The nation croons to "Sonu, tula mayavar bharosa nahi kaa"

    The nation croons to "Sonu, tula mayavar bharosa nahi kaa"
    Mumbai  -  

    Strange are the ways of social media. A melody, buried for ages, suddenly get a new life when the tune catches someone's fancy and then it doesn't take long for a song to go viral.

    The latest track on the block is (no, it is not dhinchak pooja) “Sonu, tula mayavar bharosa nahi kaa” which loosely translates to “Sonu, don't you trust me?”

    This Marathi song is spawning a different version every day, across languages. Three radio stations have already picked it up to create their own parody on the social issues in their cities. Random others are venting their own angst against former lovers and life in general.

    What's the genesis of the song?

    No one knows. Google too has no definite answer. Certain publications have speculated that Ajay Kshirsagar is the one who penned the song and sang it himself. Apparently, it is a Marathi folk song which went viral.

    We are trying to trace him, but he is either basking in all the glory or cringing in some corner of the state.

    Well, this is the simple version of the song sang by three girls. Following this video, many such videos have been uploaded on YouTube. Here are some,

    Can the FM radio station be far behind? One such radio station is Lucknow’s Radio City 91.1 FM which recorded the video where we get to see the team of the radio station singing “Sonuuuu” but in a different form.

    Mumbai’s popular radio jockey Maliskha of Red FM 93.5 FM too stepped in and recorded the video with her office staff. She has highlighted the plight of Mumbai rains and local trains in Sonu’s style.
    This fever reached Gujarat’s Red FM 93.5 station as well where the radio jockey is seen singing ‘Sonu’ song in a Gujarati style.

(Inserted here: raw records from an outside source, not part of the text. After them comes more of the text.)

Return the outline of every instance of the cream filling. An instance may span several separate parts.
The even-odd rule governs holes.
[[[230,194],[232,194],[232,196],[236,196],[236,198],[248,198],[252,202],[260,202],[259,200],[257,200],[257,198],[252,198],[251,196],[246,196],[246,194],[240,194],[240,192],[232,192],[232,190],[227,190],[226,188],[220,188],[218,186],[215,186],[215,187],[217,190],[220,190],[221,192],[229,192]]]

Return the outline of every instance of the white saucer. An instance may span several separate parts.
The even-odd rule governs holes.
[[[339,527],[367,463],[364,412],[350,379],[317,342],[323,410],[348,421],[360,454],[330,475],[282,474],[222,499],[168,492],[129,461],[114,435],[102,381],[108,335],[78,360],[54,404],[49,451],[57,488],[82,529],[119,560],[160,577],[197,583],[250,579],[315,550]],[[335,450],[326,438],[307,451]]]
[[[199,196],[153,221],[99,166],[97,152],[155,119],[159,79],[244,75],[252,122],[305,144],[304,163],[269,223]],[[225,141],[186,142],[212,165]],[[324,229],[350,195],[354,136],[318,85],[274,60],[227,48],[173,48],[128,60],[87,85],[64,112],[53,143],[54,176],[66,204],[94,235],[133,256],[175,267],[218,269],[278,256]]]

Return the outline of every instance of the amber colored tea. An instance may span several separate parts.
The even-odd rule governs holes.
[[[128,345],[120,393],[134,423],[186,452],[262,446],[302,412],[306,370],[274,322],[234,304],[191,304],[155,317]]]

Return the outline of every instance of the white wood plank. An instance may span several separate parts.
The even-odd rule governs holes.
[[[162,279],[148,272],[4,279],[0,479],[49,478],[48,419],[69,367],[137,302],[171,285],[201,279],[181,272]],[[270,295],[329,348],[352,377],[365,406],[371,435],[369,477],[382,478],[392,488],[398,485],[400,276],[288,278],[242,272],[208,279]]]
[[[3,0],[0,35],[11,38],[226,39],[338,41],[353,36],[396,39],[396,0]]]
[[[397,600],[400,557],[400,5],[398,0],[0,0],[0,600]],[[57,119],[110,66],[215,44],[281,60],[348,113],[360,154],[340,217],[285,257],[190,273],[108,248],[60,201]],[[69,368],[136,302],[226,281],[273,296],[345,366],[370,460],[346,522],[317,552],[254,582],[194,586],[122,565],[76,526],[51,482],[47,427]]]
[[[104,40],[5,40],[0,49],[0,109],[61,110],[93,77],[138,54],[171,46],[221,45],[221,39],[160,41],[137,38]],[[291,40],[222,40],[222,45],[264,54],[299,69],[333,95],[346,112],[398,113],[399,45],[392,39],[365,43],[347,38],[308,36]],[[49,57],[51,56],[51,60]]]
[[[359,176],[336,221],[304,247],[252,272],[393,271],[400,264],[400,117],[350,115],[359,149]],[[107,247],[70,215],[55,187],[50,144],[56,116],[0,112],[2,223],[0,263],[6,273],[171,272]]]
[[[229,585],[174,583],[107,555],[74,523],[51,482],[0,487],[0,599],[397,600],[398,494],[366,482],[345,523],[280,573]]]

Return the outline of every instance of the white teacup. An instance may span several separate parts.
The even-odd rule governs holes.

    The same happened in Pune’s Radio Mirchi 98.3 FM where the team created their original composition which is already a hit among netizens.

    What makes it special?

    The melody is pretty simple, in fact, it's like a verse read out. The words themselves lend themselves easily to modification. And possibly the best part? The original guy isn't anywhere around to come claim credit.
    The song has been part of trekking and picnic lore for Mumbaikars for at least ten years now. No picnic is complete without a full-throated rendition of Sonu, with lyrics tweaked according to the picnickers' tastes. Till recently, of course, it was strictly an offline exercise.

    The Sonu fan club continues to grow in strength every day. Will the original maker of the song please take a bow?